In [1]:
%reload_ext autoreload
%autoreload 2

In [11]:
import pandas as pd
from fastai import *
from fastai.tabular import *
from fastai.callbacks import *
from fastai.text import *
from fastai.data_block import *
from fastai.metrics import *
from sklearn.model_selection import StratifiedKFold
from IPython.display import FileLink
from sklearn.model_selection import *

In [3]:
def gen_splits(n, df, label_col):
    skf = StratifiedKFold(n_splits=n, random_state=42, shuffle=True)
    indexes = range(len(df))
    return skf.split(indexes, df[label_col])

In [5]:
model_name='details-100k'

In [6]:
path=Path('data')

In [7]:
df_raw = pd.read_parquet(path/'processed/training_stage_4.parquet', engine='fastparquet')

In [8]:
df_root_cause_counts = pd.DataFrame(df_raw.groupby(['root_cause']).size().sort_values(ascending=False), columns=['count'])
min_size = 30
large_cats = df_root_cause_counts[df_root_cause_counts["count"] > min_size]
total_count = int(df_root_cause_counts.sum())
total_big_enough_covered =float(large_cats.sum()*100/df_root_cause_counts.sum())
print(f'Total cats: {len(df_root_cause_counts)} with {total_count} items')
print(f'cats w/ >{min_size} items: {len(large_cats)} with {total_big_enough_covered:.2f}% coverage')

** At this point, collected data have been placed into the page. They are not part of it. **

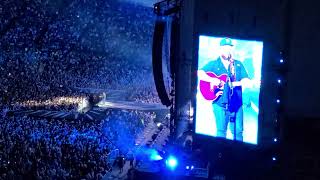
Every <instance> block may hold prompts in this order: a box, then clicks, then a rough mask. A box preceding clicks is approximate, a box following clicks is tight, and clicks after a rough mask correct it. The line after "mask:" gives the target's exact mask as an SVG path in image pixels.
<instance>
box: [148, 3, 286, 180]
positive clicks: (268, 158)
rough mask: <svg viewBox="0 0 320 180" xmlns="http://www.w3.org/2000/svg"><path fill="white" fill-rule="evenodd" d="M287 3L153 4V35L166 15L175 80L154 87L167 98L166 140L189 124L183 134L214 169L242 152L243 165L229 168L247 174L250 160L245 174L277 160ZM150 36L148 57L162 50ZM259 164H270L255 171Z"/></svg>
mask: <svg viewBox="0 0 320 180" xmlns="http://www.w3.org/2000/svg"><path fill="white" fill-rule="evenodd" d="M287 6H288V1H281V2H278V1H268V2H263V3H262V2H256V1H254V0H241V1H239V0H227V1H211V0H201V1H196V0H184V1H162V2H159V3H157V4H155V5H154V12H155V13H156V14H157V16H158V18H157V22H156V28H155V29H156V30H157V29H158V33H156V32H155V36H156V35H157V34H161V35H162V36H163V34H165V33H163V32H164V31H165V30H164V29H166V28H165V25H164V24H166V23H167V22H168V19H167V17H170V18H171V21H170V24H171V26H170V31H171V33H170V35H171V36H170V41H169V42H170V44H171V46H170V61H168V62H169V63H170V65H168V66H169V67H170V77H171V78H172V82H173V83H172V86H171V89H170V92H168V90H161V88H159V87H158V86H159V85H158V86H157V90H158V93H159V96H160V98H161V96H163V97H162V98H161V100H162V102H163V104H165V105H170V106H171V113H170V114H171V125H173V126H171V133H172V137H173V138H172V140H174V142H175V144H176V145H179V144H180V145H183V144H185V139H184V137H187V136H186V134H190V132H191V134H193V137H192V138H189V139H188V140H191V141H192V142H191V144H193V148H197V149H201V150H202V151H201V152H203V154H205V156H206V159H208V161H210V162H211V164H215V167H213V166H212V168H213V169H219V168H220V169H223V170H225V169H224V168H223V167H222V166H220V165H219V163H218V162H224V163H225V164H229V163H231V164H232V163H233V164H232V165H234V166H237V165H240V164H241V160H243V158H244V157H245V159H246V160H247V162H248V163H247V164H246V166H242V167H241V168H234V169H231V170H230V172H229V173H230V174H235V173H240V174H245V173H247V172H249V169H250V168H251V172H252V169H254V170H253V172H255V173H257V174H255V175H256V176H255V175H253V176H251V177H258V176H259V175H262V174H263V173H265V174H266V173H270V171H269V170H270V169H272V168H273V167H274V166H277V163H278V162H279V161H278V160H279V158H280V157H279V156H278V155H279V152H278V148H277V147H278V146H279V143H280V142H281V141H280V137H279V130H280V128H279V121H280V120H281V110H282V108H283V105H282V99H281V97H283V93H282V92H283V87H284V86H285V85H286V82H285V71H286V70H285V69H286V67H285V66H286V57H288V56H287V53H288V47H287V44H288V43H286V39H285V37H286V36H285V35H284V33H286V32H287V24H286V22H285V21H286V19H287V18H286V16H287V13H286V9H287ZM157 24H159V25H158V26H157ZM159 27H161V28H159ZM159 29H160V30H159ZM159 31H160V33H159ZM154 39H157V37H154ZM158 39H162V38H159V37H158ZM155 43H157V41H154V49H153V55H154V61H155V59H156V58H158V59H161V58H160V56H162V55H163V54H161V52H160V51H162V49H161V48H162V47H161V46H162V44H161V46H157V44H155ZM155 47H156V48H157V49H155ZM157 63H158V64H157ZM159 67H160V63H159V62H156V63H154V70H155V72H157V71H159ZM161 67H163V66H161ZM161 72H162V71H161ZM159 77H161V78H162V80H163V76H159V74H158V75H157V73H155V80H156V84H157V83H159V82H160V81H159ZM161 78H160V79H161ZM213 79H215V80H216V79H218V81H219V82H217V81H215V80H213ZM237 83H238V85H236V84H237ZM163 87H165V86H164V85H163ZM162 89H165V88H162ZM164 94H166V96H164ZM168 94H170V95H168ZM235 97H236V98H235ZM168 99H169V100H170V102H169V100H168ZM219 112H220V113H219ZM222 120H223V121H222ZM227 152H229V153H227ZM257 162H259V163H258V164H257ZM231 164H229V165H230V166H231ZM217 166H218V167H217ZM261 167H268V168H264V172H262V173H260V174H259V173H258V171H256V170H257V169H259V168H260V169H263V168H261ZM223 173H224V174H227V172H223ZM268 175H269V174H268Z"/></svg>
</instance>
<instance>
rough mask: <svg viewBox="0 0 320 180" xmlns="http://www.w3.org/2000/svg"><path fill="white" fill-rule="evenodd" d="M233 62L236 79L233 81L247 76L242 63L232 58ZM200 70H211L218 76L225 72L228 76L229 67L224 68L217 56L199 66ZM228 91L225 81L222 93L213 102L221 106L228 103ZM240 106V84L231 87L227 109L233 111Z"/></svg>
mask: <svg viewBox="0 0 320 180" xmlns="http://www.w3.org/2000/svg"><path fill="white" fill-rule="evenodd" d="M234 63H235V72H236V80H235V81H241V80H242V79H243V78H249V76H248V73H247V71H246V69H245V68H244V66H243V64H242V63H241V62H240V61H238V60H234ZM201 70H203V71H205V72H213V73H214V74H216V75H217V76H220V75H222V74H227V75H229V77H230V75H231V74H230V67H229V68H228V70H227V69H226V68H225V66H224V65H223V63H222V60H221V58H220V57H219V58H218V59H217V60H215V61H210V62H209V63H207V64H206V65H205V66H203V67H202V68H201ZM229 92H230V87H229V85H228V84H227V83H226V84H225V86H224V89H223V95H222V96H220V97H219V99H217V100H216V101H214V102H213V103H216V104H217V105H219V106H221V107H227V104H228V94H230V93H229ZM241 106H242V88H241V86H238V87H234V88H233V94H232V96H231V98H230V102H229V111H231V112H235V111H237V110H238V109H239V107H241Z"/></svg>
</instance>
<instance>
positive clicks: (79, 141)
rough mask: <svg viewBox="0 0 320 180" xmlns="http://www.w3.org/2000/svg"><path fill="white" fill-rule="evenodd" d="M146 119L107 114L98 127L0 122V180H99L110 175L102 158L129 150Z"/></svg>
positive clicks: (81, 125) (39, 122) (19, 117)
mask: <svg viewBox="0 0 320 180" xmlns="http://www.w3.org/2000/svg"><path fill="white" fill-rule="evenodd" d="M143 122H144V123H145V124H147V123H152V122H153V116H152V113H143V112H138V111H124V110H108V111H107V116H106V119H104V120H102V121H101V122H78V123H71V122H68V121H65V120H63V119H61V120H59V119H51V120H50V119H43V118H31V117H24V116H14V117H7V116H2V117H1V119H0V159H1V163H2V164H1V165H0V177H1V178H3V179H19V178H20V179H21V178H22V177H23V178H30V179H50V178H53V179H81V178H84V179H101V178H102V177H103V176H104V175H105V174H106V173H107V172H108V171H110V170H111V168H112V167H111V164H109V162H110V161H109V160H108V155H109V153H110V151H112V150H113V149H115V148H117V149H120V151H122V152H123V153H125V152H128V150H130V149H132V148H134V146H135V144H134V140H135V138H136V136H137V135H139V133H141V131H142V130H143V127H144V125H143Z"/></svg>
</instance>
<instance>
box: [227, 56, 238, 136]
mask: <svg viewBox="0 0 320 180" xmlns="http://www.w3.org/2000/svg"><path fill="white" fill-rule="evenodd" d="M229 61H230V63H232V64H233V63H234V62H233V61H231V60H230V59H229ZM230 65H231V64H230ZM232 68H233V69H231V66H230V67H229V73H228V79H227V81H228V86H229V90H228V105H227V111H228V114H229V117H228V119H229V122H230V123H233V140H234V141H236V119H235V113H234V112H231V111H230V103H231V98H232V95H233V88H234V87H233V84H232V79H233V74H235V69H234V68H235V67H234V64H233V67H232Z"/></svg>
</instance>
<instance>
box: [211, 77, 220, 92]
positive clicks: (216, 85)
mask: <svg viewBox="0 0 320 180" xmlns="http://www.w3.org/2000/svg"><path fill="white" fill-rule="evenodd" d="M220 84H221V81H220V79H218V78H212V79H211V80H210V90H211V91H214V86H218V87H220Z"/></svg>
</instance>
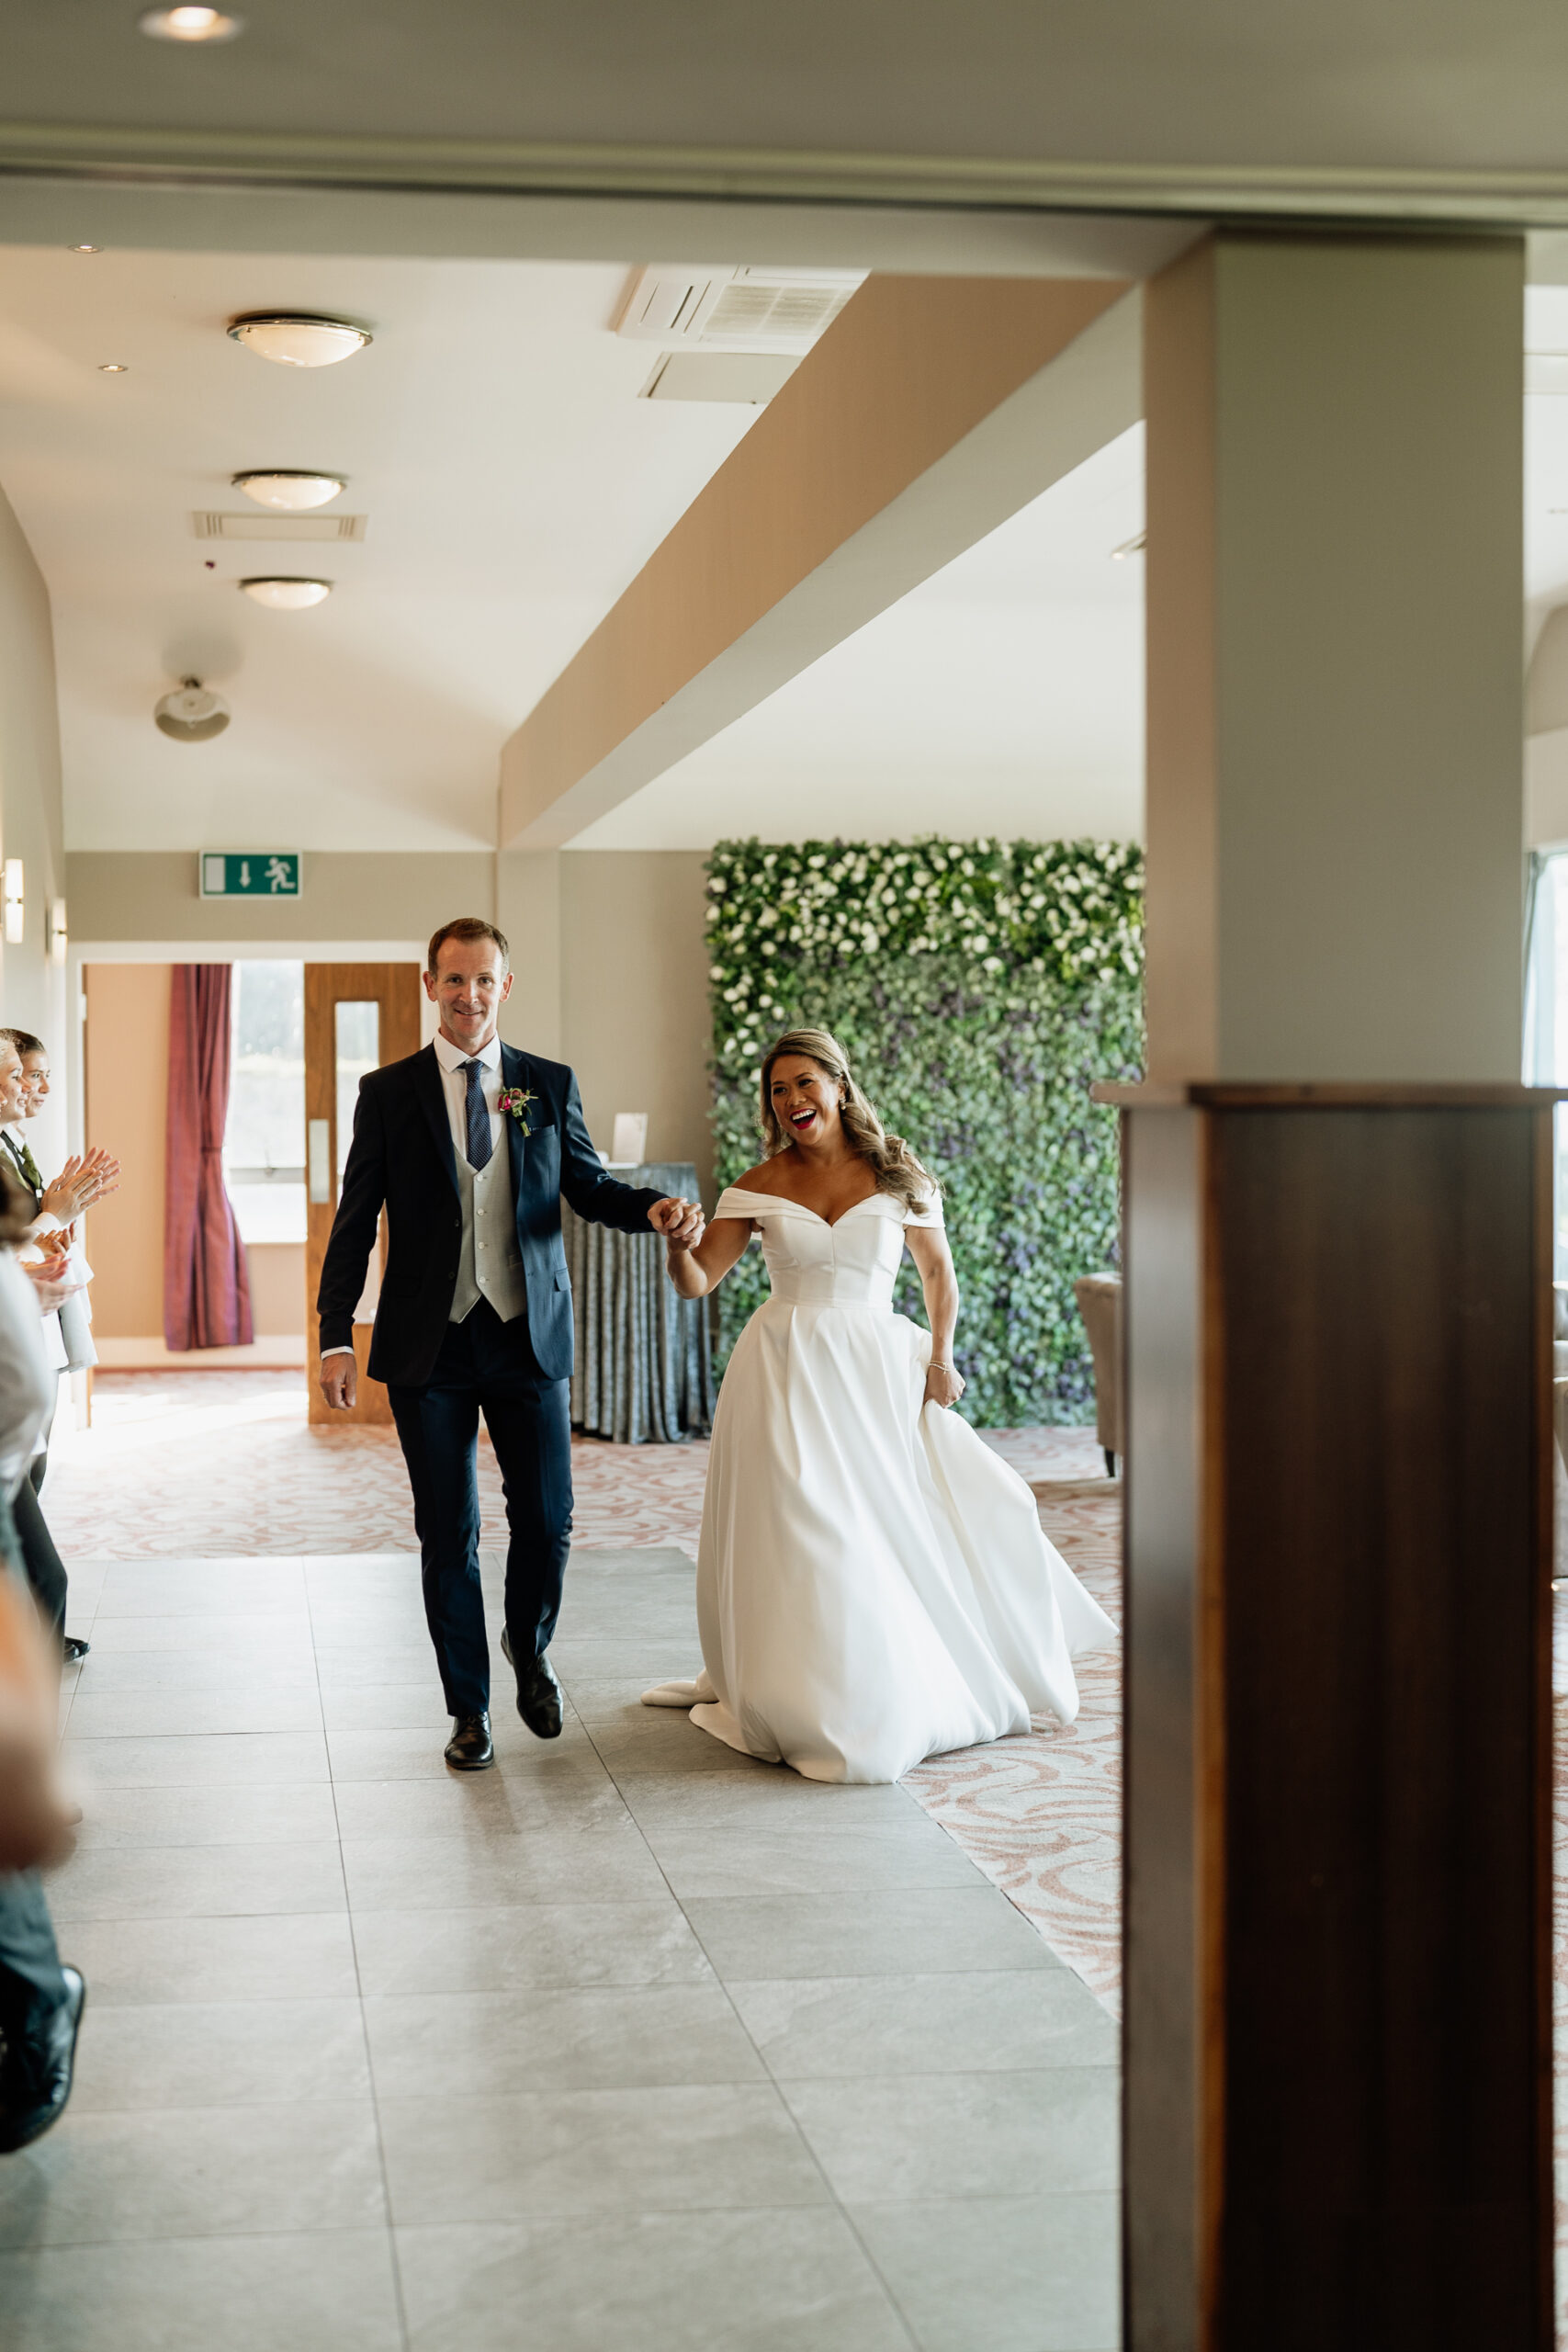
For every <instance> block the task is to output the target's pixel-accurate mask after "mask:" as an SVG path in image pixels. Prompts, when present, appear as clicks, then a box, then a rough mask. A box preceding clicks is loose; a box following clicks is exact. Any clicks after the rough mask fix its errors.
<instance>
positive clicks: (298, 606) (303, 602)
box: [240, 579, 331, 612]
mask: <svg viewBox="0 0 1568 2352" xmlns="http://www.w3.org/2000/svg"><path fill="white" fill-rule="evenodd" d="M240 586H242V588H244V593H247V595H254V597H256V602H259V604H268V607H270V609H273V612H308V607H310V604H320V602H322V597H329V595H331V581H299V579H254V581H240Z"/></svg>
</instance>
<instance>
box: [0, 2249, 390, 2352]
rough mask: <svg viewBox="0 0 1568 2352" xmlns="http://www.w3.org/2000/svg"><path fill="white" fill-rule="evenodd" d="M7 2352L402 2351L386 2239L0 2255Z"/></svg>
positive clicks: (347, 2351) (361, 2351) (5, 2253)
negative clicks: (4, 2316) (283, 2347)
mask: <svg viewBox="0 0 1568 2352" xmlns="http://www.w3.org/2000/svg"><path fill="white" fill-rule="evenodd" d="M0 2312H5V2347H7V2352H282V2347H287V2352H402V2321H400V2317H397V2286H395V2274H393V2241H390V2237H388V2232H386V2230H313V2232H308V2234H296V2237H176V2239H141V2241H139V2244H118V2246H115V2244H110V2246H45V2249H35V2251H28V2253H0Z"/></svg>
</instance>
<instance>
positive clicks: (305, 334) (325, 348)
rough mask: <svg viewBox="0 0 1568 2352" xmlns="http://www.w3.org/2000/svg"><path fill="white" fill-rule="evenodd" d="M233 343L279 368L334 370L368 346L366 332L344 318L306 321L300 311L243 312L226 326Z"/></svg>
mask: <svg viewBox="0 0 1568 2352" xmlns="http://www.w3.org/2000/svg"><path fill="white" fill-rule="evenodd" d="M228 332H230V336H233V341H235V343H244V348H247V350H254V353H256V358H261V360H277V365H280V367H334V365H336V362H339V360H353V355H355V350H364V346H367V343H369V329H367V327H355V325H353V322H350V320H346V318H310V315H308V313H303V310H247V313H244V318H235V320H230V322H228Z"/></svg>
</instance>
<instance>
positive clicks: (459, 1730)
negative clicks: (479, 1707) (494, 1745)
mask: <svg viewBox="0 0 1568 2352" xmlns="http://www.w3.org/2000/svg"><path fill="white" fill-rule="evenodd" d="M447 1762H449V1764H451V1769H454V1771H487V1766H491V1764H494V1762H496V1750H494V1748H491V1743H489V1715H454V1719H451V1738H449V1740H447Z"/></svg>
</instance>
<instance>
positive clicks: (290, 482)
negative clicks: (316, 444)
mask: <svg viewBox="0 0 1568 2352" xmlns="http://www.w3.org/2000/svg"><path fill="white" fill-rule="evenodd" d="M230 480H233V485H235V489H242V492H244V496H247V499H254V501H256V506H275V508H282V513H284V515H299V513H303V510H306V508H310V506H327V499H336V496H339V494H341V492H346V489H348V475H343V473H308V470H306V468H301V466H252V470H249V473H235V475H230Z"/></svg>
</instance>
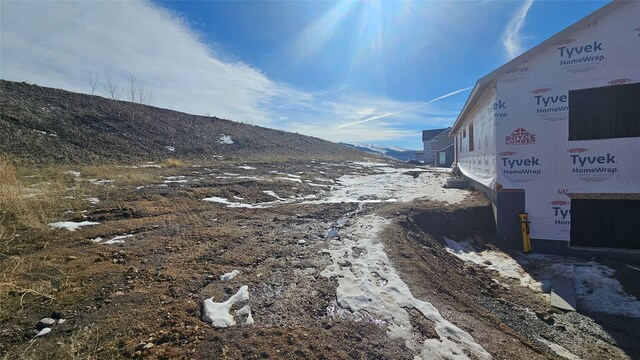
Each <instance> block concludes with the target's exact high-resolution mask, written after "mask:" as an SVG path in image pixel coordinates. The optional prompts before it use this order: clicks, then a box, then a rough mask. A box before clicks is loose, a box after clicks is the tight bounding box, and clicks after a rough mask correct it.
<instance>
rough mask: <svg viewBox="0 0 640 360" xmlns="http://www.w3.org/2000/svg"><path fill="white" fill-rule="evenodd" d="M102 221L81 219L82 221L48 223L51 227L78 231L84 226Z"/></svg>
mask: <svg viewBox="0 0 640 360" xmlns="http://www.w3.org/2000/svg"><path fill="white" fill-rule="evenodd" d="M98 224H100V223H97V222H93V221H81V222H73V221H60V222H55V223H50V224H48V225H49V227H52V228H57V229H67V230H69V231H76V230H78V229H79V228H80V227H82V226H91V225H98Z"/></svg>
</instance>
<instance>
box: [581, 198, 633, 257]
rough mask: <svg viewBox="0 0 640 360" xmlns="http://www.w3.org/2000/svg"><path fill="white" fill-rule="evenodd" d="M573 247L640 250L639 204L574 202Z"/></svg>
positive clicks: (612, 201) (599, 201)
mask: <svg viewBox="0 0 640 360" xmlns="http://www.w3.org/2000/svg"><path fill="white" fill-rule="evenodd" d="M571 245H572V246H589V247H606V248H622V249H640V200H592V199H572V200H571Z"/></svg>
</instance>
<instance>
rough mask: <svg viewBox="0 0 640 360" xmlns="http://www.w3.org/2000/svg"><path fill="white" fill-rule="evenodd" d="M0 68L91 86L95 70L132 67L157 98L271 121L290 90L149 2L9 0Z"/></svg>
mask: <svg viewBox="0 0 640 360" xmlns="http://www.w3.org/2000/svg"><path fill="white" fill-rule="evenodd" d="M1 16H2V18H1V20H2V21H1V30H2V49H1V50H2V51H1V63H2V67H1V68H0V69H1V70H0V71H1V72H0V76H1V77H2V78H4V79H7V80H15V81H27V82H31V83H36V84H39V85H44V86H51V87H59V88H64V89H67V90H72V91H79V92H88V91H89V87H88V85H87V84H86V81H85V78H86V74H87V71H93V72H104V71H108V72H109V73H110V74H111V75H112V76H113V77H115V78H117V79H119V81H120V83H124V79H125V78H126V76H127V75H128V74H129V73H131V74H133V75H134V76H135V77H136V78H137V79H139V81H140V82H141V83H143V84H144V85H145V86H146V87H147V88H148V89H151V90H153V92H154V93H155V95H156V97H157V100H156V105H158V106H161V107H169V108H172V109H176V110H181V111H185V112H189V113H196V114H207V113H209V114H211V115H215V116H219V117H222V118H229V119H233V120H238V121H248V122H254V123H268V118H269V114H268V113H267V112H266V111H265V110H264V106H263V105H264V104H265V103H266V102H268V101H269V99H270V98H271V97H273V96H277V95H278V94H281V93H282V91H283V90H282V89H280V87H279V85H278V84H276V83H274V82H273V81H271V80H269V79H268V78H267V77H266V76H265V75H264V74H262V73H261V72H260V71H259V70H257V69H255V68H252V67H250V66H248V65H246V64H243V63H240V62H229V61H223V60H221V59H220V57H219V56H216V54H214V53H213V52H212V51H211V49H210V48H209V47H207V46H206V45H204V44H203V43H202V41H201V40H200V39H199V38H198V35H197V34H196V33H194V32H193V31H191V30H190V29H189V27H188V24H186V23H184V22H183V20H181V19H180V18H179V17H177V16H175V15H174V14H172V13H170V12H168V11H166V10H163V9H162V8H159V7H157V6H154V5H153V4H151V3H148V2H115V1H109V2H31V1H25V2H3V3H2V13H1Z"/></svg>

Total cats: 960 with 1156151 items
cats w/ >30 items: 276 with 99.67% coverage


In [9]:
df_train = df_raw[df_raw['lang'] == 'en'][['details', 'root_cause']]
train_data = df_train[df_train['root_cause'].isin(large_cats.reset_index()['root_cause'])]

In [12]:
split = train_test_split(range(len(train_data)), random_state=42, test_size=0.035, stratify=train_data['root_cause'])

In [None]:
##### Packaging for models

In [13]:
# bs=64
# data_lm = load_data(path, f'data-lm-{model_name}.pkl', bs=bs)
# data_clas = (TextList.from_df(train_data, path, vocab=data_lm.vocab)
#              .split_by_idxs(split[0], split[1])
#              .label_from_df('root_cause')
#              .databunch(bs=bs))
# data_clas.save(f'data_clas_{model_name}.pkl')

In [14]:
bs = 128 # 192 breaks in unfreeze(); 256 breaks in freeze(-3)
data_clas = load_data(path, f'data_clas_{model_name}.pkl', bs=bs)

### Classifier

In [15]:
learn = text_classifier_learner(data_clas, AWD_LSTM, drop_mult=0.0)
learn.load_encoder(f'{model_name}-tuned-enc')
learn.fit_one_cycle(1, 2e-2, moms=(0.8, 0.7))
learn.freeze_to(-2)
learn.fit_one_cycle(1, slice(1e-3/(2.6**4),1e-3), moms=(0.8, 0.7))
learn.freeze_to(-3)
learn.fit_one_cycle(1, slice(1e-4/(2.6**4),1e-4), moms=(0.8, 0.7))
learn.unfreeze()
callbacks = SaveModelCallback(learn, every='improvement', mode='max', monitor='accuracy', name=f'nlp-classifier-{model_name}-final')
learn.fit_one_cycle(3, slice(1e-4/(2.6**4),1e-4), moms=(0.8, 0.7), callbacks=callbacks)

epoch,train_loss,valid_loss,accuracy,time
0,2.040744,1.987454,0.432943,11:01


epoch,train_loss,valid_loss,accuracy,time
0,1.938859,1.907035,0.449997,13:16


epoch,train_loss,valid_loss,accuracy,time
0,1.948246,1.894029,0.454169,20:58


epoch,train_loss,valid_loss,accuracy,time
0,1.923887,1.881384,0.457786,26:35
1,1.896398,1.868229,0.461587,26:02
2,1.85022,1.865338,0.46061,27:15


IOPub message rate exceeded.
The notebook server will temporarily stop sending output
to the client in order to avoid crashing it.
To change this limit, set the config variable
`--NotebookApp.iopub_msg_rate_limit`.

Current values:
NotebookApp.iopub_msg_rate_limit=1000.0 (msgs/sec)
NotebookApp.rate_limit_window=3.0 (secs)



Better model found at epoch 0 with accuracy value: 0.4577855169773102.
Better model found at epoch 1 with accuracy value: 0.46158719062805176.